When you encounter expressions such as \((b-c)^{3}-1000\), you're looking at a special case called "difference of cubes." This means both terms in the expression are perfect cubes. The general formula for factoring a difference of cubes is:\[ a^3 - b^3 = (a-b)(a^2 + ab + b^2) \]In this scenario, you can identify \(a = (b-c)\) and \(b = 10\). Remember, \(10^3 = 1000\), confirming that 1000 is indeed a cube.

• Identify a and b: Look at each component in the expression and determine what the cube roots are.
• Apply the formula: Simply substitute what you identified as \(a\) and \(b\) in the difference of cubes formula.

This will give you a form that's much easier to simplify further. This technique is a powerful tool for breaking down complex polynomials into manageable factors.

After recognizing the difference of cubes, you're left with a part of the problem that involves a "binomial factor." This is the first factor inside the parentheses: \((a-b)\).In our exercise, you've set \(a = (b-c)\) and \(b = 10\), leading to the binomial: \((b-c)-10\).

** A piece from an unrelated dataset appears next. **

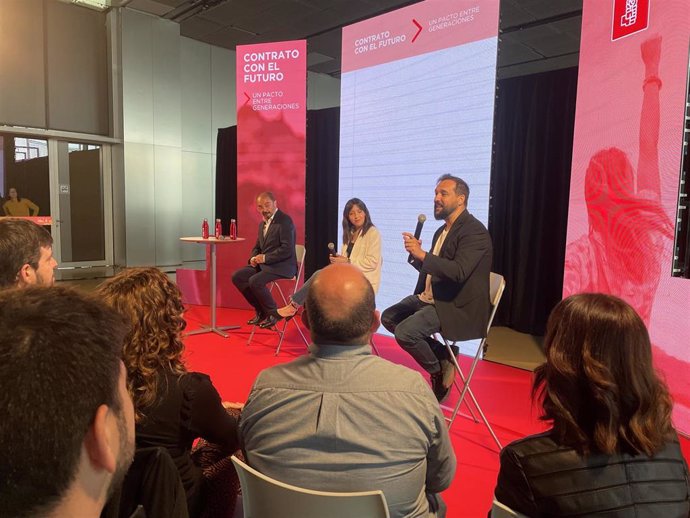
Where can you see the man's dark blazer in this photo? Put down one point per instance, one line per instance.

• Simplify the Expression: This translates into a straightforward subtraction to obtain \(b-c-10\).
• Why it's called a "binomial": "Bi-" in binomial refers to "two" components. Here, \(b-c\) and \(-10\) form the two components of this expression.

The binomial factor plays a critical role because it starts breaking down the original expression into simpler parts. Once it's simplified to \(b-c-10\), you can move on to other components with more ease.

After simplifying the binomial factor, the next task is to dive deeper into the "trinomial expansion." In this expression, it's the second factor from the original difference of cubes formula:\[ (b-c)^2 + (b-c) \cdot 10 + 100 \]Breaking it down further brings you to:

• \((b-c)^2\)expands to \(b^2 - 2bc + c^2\).
• \((b-c) \cdot 10\)becomes \(10b - 10c\).
• \(10^2\) simplifies to \(100\).

Combining these creates a trinomial:\[ b^2 - 2bc + c^2 + 10b - 10c + 100 \].This trinomial consists of three terms that include squares and products of diverse variables.Understanding this helps you see how multiple terms come together in the factorization, offering clarity and control over the polynomial structure.